Sunday, September 21, 2008

Off and running

I drafted the first short (three page) chapter of the new thunderbolt of a short novel, and while it's clearly draft, with lots to fix, nonetheless the tone strikes me as about right ... and since I already have the story whole, I'm moving forward and now expect to finish a draft before winter ends.

It's interesting to compare this to my continuing struggles with the Cold War novel, many drafts over many years, with much I like -- characters, setting, rhetoric -- but always stopped dead in its tracks at the moment I admit I have no story. Hence my new approach, to write it as a screenplay, in which story matters most. I believe in a novel the story does not matter most in the end -- it's the way the story is told, that bundle of style, tone, voice, point of view, that communicates the story. "It ain't what you do, it's the way that you do it," says my favorite literary critic, Jimminy Cricket. This is a judgment of the end product. But the process works a bit differently, and if you don't have a clear story, or create one along the way, the stone wall inevitably appears and you're stopped in your tracks.
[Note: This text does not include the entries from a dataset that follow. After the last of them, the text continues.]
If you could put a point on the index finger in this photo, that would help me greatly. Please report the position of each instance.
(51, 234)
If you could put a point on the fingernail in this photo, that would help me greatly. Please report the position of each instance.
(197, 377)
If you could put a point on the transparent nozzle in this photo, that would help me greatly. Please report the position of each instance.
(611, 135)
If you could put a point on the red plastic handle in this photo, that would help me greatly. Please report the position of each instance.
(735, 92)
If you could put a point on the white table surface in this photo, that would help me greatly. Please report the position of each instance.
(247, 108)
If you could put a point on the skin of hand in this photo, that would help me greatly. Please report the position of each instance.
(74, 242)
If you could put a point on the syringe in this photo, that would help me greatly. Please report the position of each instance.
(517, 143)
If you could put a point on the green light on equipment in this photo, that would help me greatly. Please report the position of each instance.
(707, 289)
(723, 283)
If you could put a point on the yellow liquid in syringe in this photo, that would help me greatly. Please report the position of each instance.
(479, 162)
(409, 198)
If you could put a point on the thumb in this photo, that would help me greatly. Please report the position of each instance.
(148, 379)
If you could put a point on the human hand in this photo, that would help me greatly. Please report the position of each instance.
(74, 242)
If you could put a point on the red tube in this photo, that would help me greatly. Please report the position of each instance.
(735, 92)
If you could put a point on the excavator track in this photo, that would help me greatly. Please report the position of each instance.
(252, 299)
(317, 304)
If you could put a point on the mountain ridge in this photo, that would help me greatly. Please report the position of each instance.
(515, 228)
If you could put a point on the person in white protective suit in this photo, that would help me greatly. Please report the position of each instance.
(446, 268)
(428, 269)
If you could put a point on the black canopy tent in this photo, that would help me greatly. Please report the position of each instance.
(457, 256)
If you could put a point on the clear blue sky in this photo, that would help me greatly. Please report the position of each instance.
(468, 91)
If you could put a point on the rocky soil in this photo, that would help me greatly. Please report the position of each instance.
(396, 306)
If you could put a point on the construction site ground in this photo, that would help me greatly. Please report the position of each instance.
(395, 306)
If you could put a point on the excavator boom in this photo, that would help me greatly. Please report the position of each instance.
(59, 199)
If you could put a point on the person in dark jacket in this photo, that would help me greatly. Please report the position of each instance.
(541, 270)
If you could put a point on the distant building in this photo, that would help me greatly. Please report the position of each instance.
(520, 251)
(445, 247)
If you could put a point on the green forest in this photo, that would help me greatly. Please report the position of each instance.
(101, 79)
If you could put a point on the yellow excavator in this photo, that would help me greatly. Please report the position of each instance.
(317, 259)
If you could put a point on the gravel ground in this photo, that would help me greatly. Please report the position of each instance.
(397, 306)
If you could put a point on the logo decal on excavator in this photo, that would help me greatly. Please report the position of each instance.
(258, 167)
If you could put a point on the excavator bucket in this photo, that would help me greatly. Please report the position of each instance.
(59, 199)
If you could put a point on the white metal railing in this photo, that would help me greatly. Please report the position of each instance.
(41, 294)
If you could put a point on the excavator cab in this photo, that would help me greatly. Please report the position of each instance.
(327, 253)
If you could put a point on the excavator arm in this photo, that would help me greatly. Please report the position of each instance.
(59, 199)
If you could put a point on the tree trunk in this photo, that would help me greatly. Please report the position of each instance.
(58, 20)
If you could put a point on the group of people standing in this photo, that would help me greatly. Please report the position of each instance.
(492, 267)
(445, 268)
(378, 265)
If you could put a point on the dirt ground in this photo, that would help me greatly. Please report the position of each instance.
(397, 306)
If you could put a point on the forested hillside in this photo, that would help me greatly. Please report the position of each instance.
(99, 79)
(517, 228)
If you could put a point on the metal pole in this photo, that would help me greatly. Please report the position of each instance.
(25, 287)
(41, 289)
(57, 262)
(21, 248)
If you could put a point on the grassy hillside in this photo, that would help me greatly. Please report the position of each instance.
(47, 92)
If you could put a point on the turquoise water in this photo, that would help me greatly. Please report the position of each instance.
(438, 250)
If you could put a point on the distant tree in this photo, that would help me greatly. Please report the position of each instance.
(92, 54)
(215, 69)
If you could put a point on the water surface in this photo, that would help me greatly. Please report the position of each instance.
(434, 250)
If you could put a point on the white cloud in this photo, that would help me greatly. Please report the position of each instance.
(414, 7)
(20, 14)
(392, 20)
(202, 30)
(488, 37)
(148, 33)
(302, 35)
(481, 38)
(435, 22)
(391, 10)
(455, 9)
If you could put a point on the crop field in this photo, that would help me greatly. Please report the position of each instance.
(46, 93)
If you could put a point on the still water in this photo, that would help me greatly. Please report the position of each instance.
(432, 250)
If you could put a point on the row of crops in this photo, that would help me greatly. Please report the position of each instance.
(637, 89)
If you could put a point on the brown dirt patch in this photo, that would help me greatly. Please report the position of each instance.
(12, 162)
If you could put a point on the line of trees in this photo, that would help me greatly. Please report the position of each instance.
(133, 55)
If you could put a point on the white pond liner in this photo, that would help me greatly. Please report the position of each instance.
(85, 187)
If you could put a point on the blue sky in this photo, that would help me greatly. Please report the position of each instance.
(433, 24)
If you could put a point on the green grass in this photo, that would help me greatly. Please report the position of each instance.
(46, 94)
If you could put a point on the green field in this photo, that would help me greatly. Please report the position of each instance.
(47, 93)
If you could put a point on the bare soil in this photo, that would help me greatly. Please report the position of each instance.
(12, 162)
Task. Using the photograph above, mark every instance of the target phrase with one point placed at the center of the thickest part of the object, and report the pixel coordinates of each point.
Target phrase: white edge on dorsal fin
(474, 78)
This new story came to me whole. Almost never happens. Very rare indeed. But there it was, suddenly in my head, and I can see how it comes from all the brooding I've been doing about aging, dying, empowerment, the things I brood about these days. I found a story that deals with all of this with dark humor and economy. And, of technical challenge to me, the story includes a device I've never used before: a Greek god is a character. That's the way I see it. A reader may believe it's a loony character who just believes he's a Greek god. But I take him at his word.
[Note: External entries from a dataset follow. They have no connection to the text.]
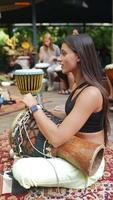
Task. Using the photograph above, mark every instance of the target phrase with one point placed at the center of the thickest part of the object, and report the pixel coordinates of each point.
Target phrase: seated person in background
(86, 117)
(49, 53)
(75, 32)
(13, 65)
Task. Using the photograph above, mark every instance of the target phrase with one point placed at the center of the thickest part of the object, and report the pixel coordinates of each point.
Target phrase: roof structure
(57, 11)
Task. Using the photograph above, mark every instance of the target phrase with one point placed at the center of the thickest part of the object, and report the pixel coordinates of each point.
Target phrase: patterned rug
(101, 190)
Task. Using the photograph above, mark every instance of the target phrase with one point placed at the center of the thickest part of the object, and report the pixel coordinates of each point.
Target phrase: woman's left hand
(29, 100)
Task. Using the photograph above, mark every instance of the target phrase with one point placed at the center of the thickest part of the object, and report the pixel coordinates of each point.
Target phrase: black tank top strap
(82, 87)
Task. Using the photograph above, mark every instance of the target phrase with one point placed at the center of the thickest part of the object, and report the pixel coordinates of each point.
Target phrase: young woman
(86, 117)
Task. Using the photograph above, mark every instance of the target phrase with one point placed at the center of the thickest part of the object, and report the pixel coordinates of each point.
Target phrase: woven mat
(101, 190)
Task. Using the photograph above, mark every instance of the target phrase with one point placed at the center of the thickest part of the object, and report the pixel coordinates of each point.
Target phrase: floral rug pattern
(101, 190)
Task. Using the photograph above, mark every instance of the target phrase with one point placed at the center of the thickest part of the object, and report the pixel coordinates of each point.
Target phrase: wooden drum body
(83, 154)
(29, 80)
(109, 72)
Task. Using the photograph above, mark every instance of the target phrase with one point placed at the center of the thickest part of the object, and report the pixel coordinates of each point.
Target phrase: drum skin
(29, 80)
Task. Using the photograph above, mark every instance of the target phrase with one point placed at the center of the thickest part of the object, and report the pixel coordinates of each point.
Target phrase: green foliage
(101, 36)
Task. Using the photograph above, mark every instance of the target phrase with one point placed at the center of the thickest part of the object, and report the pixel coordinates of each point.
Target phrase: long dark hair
(90, 68)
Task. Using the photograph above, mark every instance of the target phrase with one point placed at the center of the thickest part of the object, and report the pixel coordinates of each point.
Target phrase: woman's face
(47, 41)
(69, 59)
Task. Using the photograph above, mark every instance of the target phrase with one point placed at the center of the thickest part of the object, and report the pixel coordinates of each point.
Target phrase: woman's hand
(29, 100)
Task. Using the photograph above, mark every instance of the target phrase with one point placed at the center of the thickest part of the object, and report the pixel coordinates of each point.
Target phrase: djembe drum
(27, 140)
(29, 80)
(109, 72)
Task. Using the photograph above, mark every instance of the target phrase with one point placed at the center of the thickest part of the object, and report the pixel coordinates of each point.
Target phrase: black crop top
(94, 122)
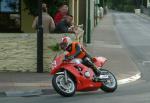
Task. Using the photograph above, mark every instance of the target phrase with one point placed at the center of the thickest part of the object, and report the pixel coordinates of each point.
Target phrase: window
(9, 6)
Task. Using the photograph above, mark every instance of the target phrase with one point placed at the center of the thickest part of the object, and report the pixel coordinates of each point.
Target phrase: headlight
(54, 64)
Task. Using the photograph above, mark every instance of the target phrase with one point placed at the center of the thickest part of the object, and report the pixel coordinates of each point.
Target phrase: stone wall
(18, 51)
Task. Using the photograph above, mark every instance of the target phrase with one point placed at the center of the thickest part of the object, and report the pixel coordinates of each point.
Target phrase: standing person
(65, 25)
(62, 12)
(47, 21)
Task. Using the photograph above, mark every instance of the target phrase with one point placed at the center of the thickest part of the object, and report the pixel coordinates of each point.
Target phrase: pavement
(105, 42)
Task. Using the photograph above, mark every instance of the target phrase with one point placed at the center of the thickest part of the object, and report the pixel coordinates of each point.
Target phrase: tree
(52, 5)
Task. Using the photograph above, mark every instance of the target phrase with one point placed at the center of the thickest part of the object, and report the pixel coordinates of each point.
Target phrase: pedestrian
(47, 21)
(61, 13)
(65, 26)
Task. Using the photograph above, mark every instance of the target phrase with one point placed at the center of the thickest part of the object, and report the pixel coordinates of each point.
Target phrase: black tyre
(62, 88)
(110, 85)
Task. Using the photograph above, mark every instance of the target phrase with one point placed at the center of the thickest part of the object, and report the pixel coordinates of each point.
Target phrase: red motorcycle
(71, 76)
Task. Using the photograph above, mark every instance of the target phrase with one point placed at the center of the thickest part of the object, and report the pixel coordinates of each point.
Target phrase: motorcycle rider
(75, 50)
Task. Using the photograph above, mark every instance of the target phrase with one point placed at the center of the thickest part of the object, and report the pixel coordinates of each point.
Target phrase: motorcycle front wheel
(110, 85)
(65, 89)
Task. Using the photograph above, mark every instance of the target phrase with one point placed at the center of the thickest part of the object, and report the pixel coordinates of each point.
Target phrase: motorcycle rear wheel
(66, 90)
(109, 85)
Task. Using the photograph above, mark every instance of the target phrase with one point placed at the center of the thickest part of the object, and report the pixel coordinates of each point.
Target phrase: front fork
(65, 75)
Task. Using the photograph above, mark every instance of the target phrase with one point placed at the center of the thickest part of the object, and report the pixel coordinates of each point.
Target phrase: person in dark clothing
(65, 25)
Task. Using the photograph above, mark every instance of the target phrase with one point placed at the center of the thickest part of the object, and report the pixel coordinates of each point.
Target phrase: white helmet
(65, 42)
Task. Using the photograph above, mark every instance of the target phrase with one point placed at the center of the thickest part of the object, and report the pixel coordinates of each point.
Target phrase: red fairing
(83, 83)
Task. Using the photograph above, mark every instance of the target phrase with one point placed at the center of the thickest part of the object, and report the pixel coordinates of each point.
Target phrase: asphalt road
(134, 33)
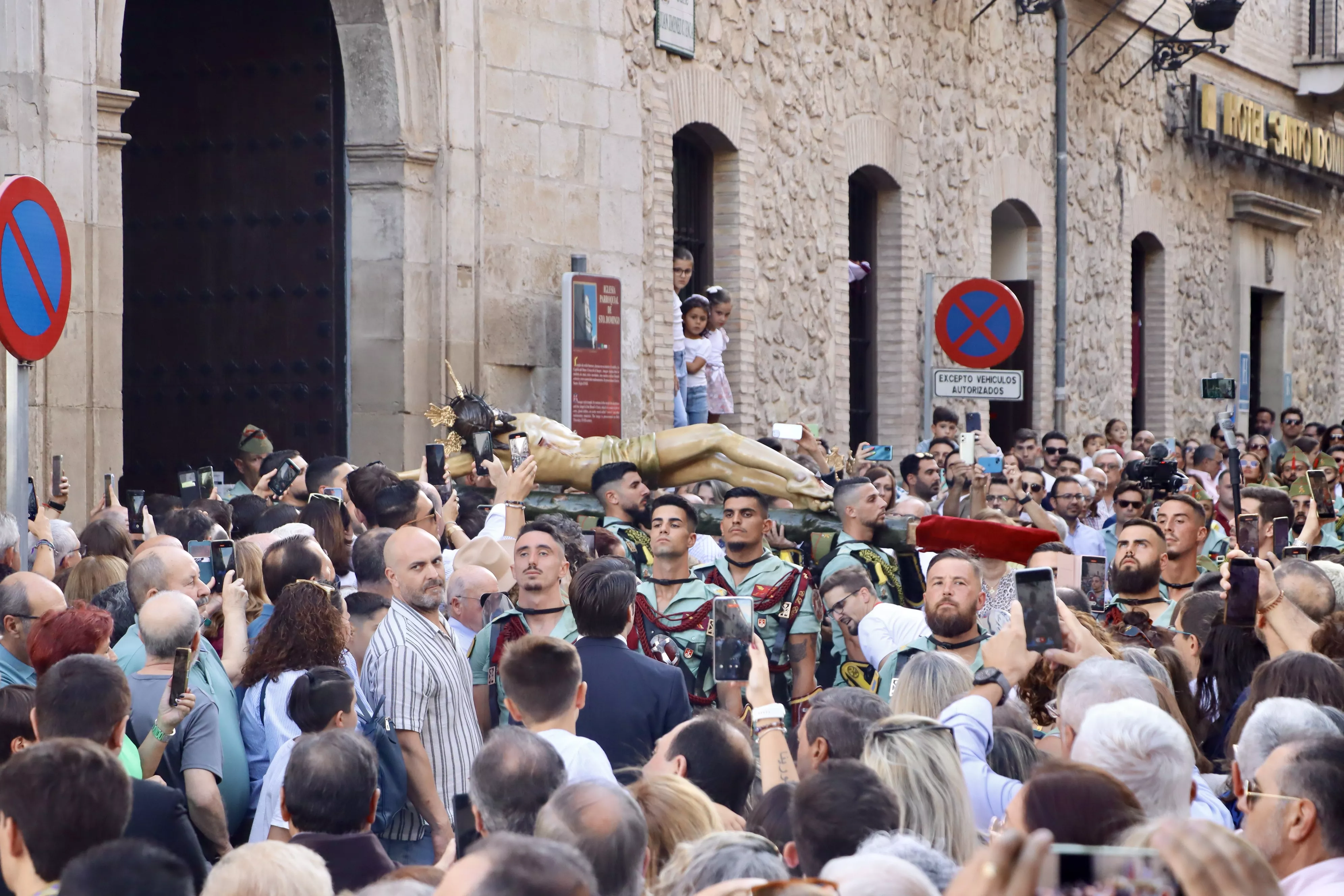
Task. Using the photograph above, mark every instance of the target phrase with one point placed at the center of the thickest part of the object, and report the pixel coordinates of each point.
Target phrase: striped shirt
(425, 684)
This book is too literary to be commercial. No problem. If done right, it will have a proud place on the shelf of my archive. Moreover, it should be a hoot to write. Dark comedy is always fun.

Man, how quickly my entire work schedule can change! I've learned not to ignore these gifts from the gods. In the past, they've turned out just fine.

2 comments:

Julie said...

your description reads like a potential opera

Charles Deemer said...

Interesting idea! First things first but definitely will keep this in mind.